Dr. John Minna at UT Southwestern Medical Center and colleagues used a DNA technology called massively parallel sequencing to compare the DNA sequences of both lung cancer and normal or healthy cells from a patient for the differences.

The researchers discovered more than 23,000 mutations in the tumor cells and a new gene called CHD7 that is involved in lung cancer.  They estimated that every 15 cigarette smoked was associated with one mutation.

Melanoma genome contains 33,000 mutations

In another study published in the same issue of Nature, researchers from Wellcome Trust Sanger Institute found the melanoma genome contains more than 33,000 mutations.

Many of the mutations have something to do with exposure to ultraviolet light.  But the rest are not related to UV light.

The sequence shows the genome has its DNA repair system most active in gene regions to protect itself from damage while the protection is weak in the regions between genes.

The genomes of melanoma cells and normal cells were sequenced in the study more than 70 times to produce accurate data.

Research conducted in 2002 led to discovery of a mutation in one gene called BRAF which the researchers believe is important in driving development of melanoma.

The researchers said the finding of BRAF gene may lead to the development of novel therapies for clinical use in the future.

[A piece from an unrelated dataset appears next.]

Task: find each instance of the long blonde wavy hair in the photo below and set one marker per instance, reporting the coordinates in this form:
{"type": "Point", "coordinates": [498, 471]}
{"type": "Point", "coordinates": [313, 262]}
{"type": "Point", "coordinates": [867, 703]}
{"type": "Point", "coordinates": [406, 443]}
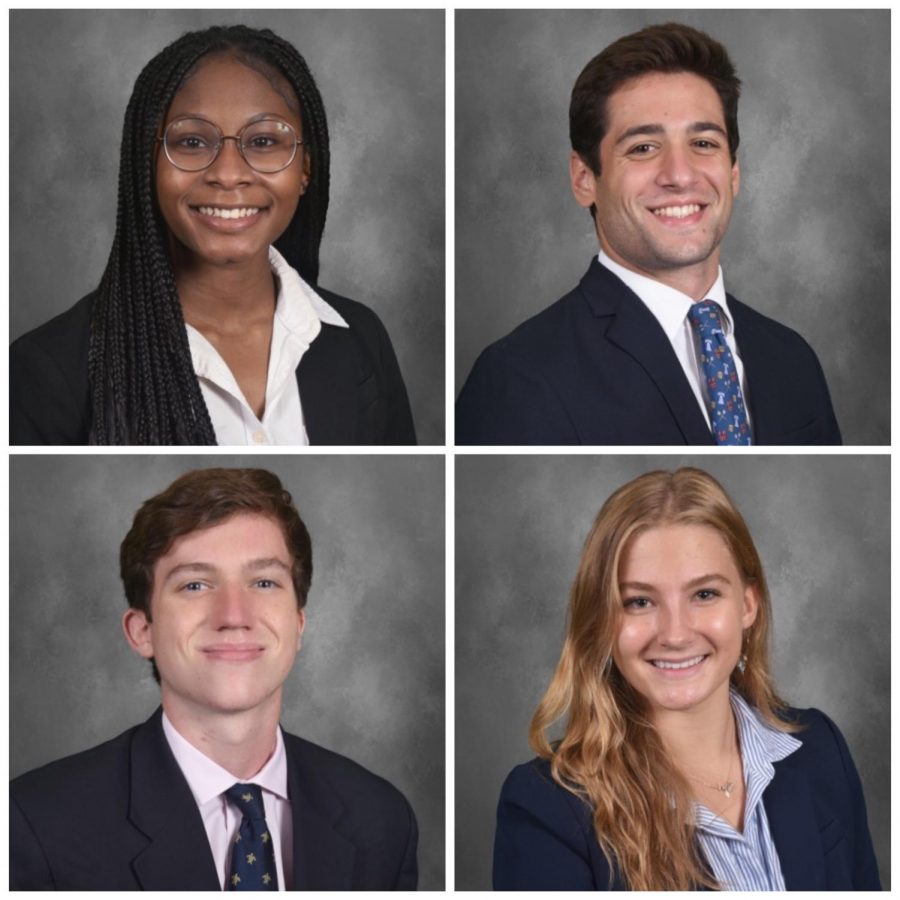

Genetic variant linked to lower risk of COPD

A study funded by the National Heart, Lung, and Blood Institute found a genetic variant was associated with a lowered risk of developing chronic obstructive pulmonary disease or COPD in children with asthma and adult smokers.

The study published online in the New England Journal of Medicine on Wednesday Dec 16 found a DNA single nucleotide polymorphism or SNP was linked to better preserved lung function in asthmatic children and former or current tobacco smokers.

Researchers went through data from seven studies of more than 8,300 children and adults and found the link between the SNP in MMP12, a gene that encodes matrix metalloproteinase 12 and better preserved lung function among participants.

They found that the adult participants with this SNP had a 35 percent reduced risk of onset of COPD.